Gioco di luci, fondali rosso sangue, immagini fisse, luce incidente, split screen ed un linguaggio cinematografico di inquadrature e di montaggio che mai si erano viste prima nell’animazione seriale, sono parte di quella rivoluzione estetica portata avanti durante tutta la carriera da Osamu Dezaki, uno dei nomi più importanti dell’animazione nipponica. Uscito nelle librerie lo scorso 6 giugno a firma di Mario A. Rumor, Osamu Dezaki. Il richiamo del vento (edizioni Weird Book) è il primo volume italiano, e forse anche in Occidente, dedicato ad uno degli autori che, come si diceva, più hanno lasciato il segno e contribuito allo sviluppo dell’animazione seriale, e non solo, dell’arcipelago.

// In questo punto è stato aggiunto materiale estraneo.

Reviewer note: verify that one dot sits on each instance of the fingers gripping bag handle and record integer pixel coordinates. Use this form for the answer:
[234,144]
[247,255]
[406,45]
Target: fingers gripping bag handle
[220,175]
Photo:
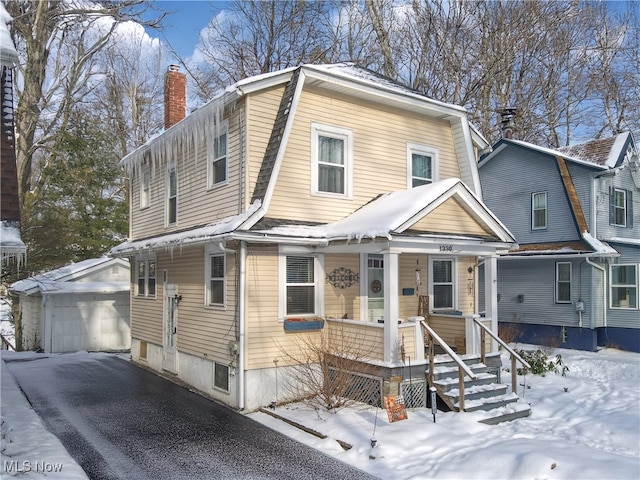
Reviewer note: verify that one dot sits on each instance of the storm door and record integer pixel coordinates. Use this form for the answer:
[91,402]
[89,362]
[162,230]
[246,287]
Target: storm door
[375,287]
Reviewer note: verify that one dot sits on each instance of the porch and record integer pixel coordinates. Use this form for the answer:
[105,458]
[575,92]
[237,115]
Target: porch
[466,380]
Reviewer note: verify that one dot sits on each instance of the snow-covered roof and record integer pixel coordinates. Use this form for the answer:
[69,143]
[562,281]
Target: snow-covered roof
[392,213]
[8,53]
[211,231]
[54,280]
[607,152]
[547,151]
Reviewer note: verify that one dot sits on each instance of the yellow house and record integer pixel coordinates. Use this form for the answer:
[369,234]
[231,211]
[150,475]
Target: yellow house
[323,198]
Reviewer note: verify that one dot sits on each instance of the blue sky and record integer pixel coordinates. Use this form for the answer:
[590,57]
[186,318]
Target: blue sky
[184,22]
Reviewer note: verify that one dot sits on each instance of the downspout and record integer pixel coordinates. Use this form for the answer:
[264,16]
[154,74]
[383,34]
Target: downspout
[241,327]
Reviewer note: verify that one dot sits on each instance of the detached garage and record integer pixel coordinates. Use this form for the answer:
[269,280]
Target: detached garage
[83,306]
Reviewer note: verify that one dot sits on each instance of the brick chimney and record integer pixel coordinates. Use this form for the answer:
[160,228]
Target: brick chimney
[175,96]
[506,121]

Ripercorrere la carriera di Dezaki significa (ri)scoprire e rivisitare gli ultimi cinquant’anni dell’animazione del Sol Levante, da quel fulcro creativo che è stato lo studio Mushi Production, fondato da Osamu Tezuka nel 1962 e dove Dezaki debutta l’anno sucessivo come disegnatore, alla Madhouse nei primi anni settanta, fino alla Tokyo Movie Shinsa, studio con cui realizza alcuni dei suoi più importanti lavori come Jenny la tennista, Lady Oscar e Remi.

Il libro di Rumor ci accompagna attraverso l’avventura artistica di Osamu Dezaki fornendo un interessante quadro dell’epoca, fra fallimenti e sfide continue in un Giappone che cambia assieme al pubblico dei cartoni animati e ai suoi gusti. Un’avventura quella di Dezaki che specialmente fra gli anni settanta e ottanta ha davvero saputo rinnovare e spingere l’animazione seriale verso altri territori come mai era stato fatto prima.

Il debutto come regista per l’autore giapponese avviene col botto, nel 1970 infatti arriva nelle televisioni giapponesi Ashita no Jo, che sugli schermi italiani debutterà dopo un decennio come Rocky Joe, una serie animata ancora oggi leggendaria. L’innovazione stilistica e di toni con cui Dezaki traspone sul piccolo schermo il manga di Tetsuya Chiba fu un vero e proprio fenomeno di costume nel Sol Levante, la sua passione ed inclinazione cinematografica e quasi autoriale lo porterà infatti ad inventare uno stile assai riconoscibile, almeno nelle sue opere più celebri.

Ecco allora che anche Jenny la tennista nel 1973 e quel capolavoro che è Lady Oscar sette anni dopo, dove subentra come regista Tadao Nagahama con l’episodio 19, rispetto ai manga da cui sono tratti, diventano animazioni molto più cupe, con un senso del tragico e con una complessità dei personaggi che raramente si erano viste prima. Dezaki è anche autore di uno degli anime che più hanno fatto piangere il pubblico italiano, Remì e le sue avventure del 1977.
Arrivato su Rai 1 due anni dopo la storia del giovane ragazzo e della ricerca della sua vera madre è davvero uno dei più toccanti racconti per immagini che siano mai stati trasmessi in televisione.

Nel biennio 1982-83 escono nelle sale dell’arcipelago due lungometraggi a firma Dezaki, Space Adventure Cobra e Golgo 13. Entrambi tratti da manga di successo questi film segnano un ulteriore passo avanti per Dezaki e la sua poetica, dal punto di vista stilistico l’autore si sbizzarrisce, specialmente in Golgo 13 dove split screen, fermi immagine, spruzzi di colore, sesso, violenza ed un espressionismo quasi astratto sono cornice e contenuto di un film popolato di personaggi tragici e solitari come in un film di Melville.
Il volume è davvero un’interessante cavalcata nel mondo dell’animazione giapponese, Dezaki è morto nel 2011 ed è stato attivo fino alla fine, Black Jack e la versione animata del Genji Monogatari due delle sue opere tarde degne di menzione, ed è completato da una serie di interviste e da una esaustiva filmografia.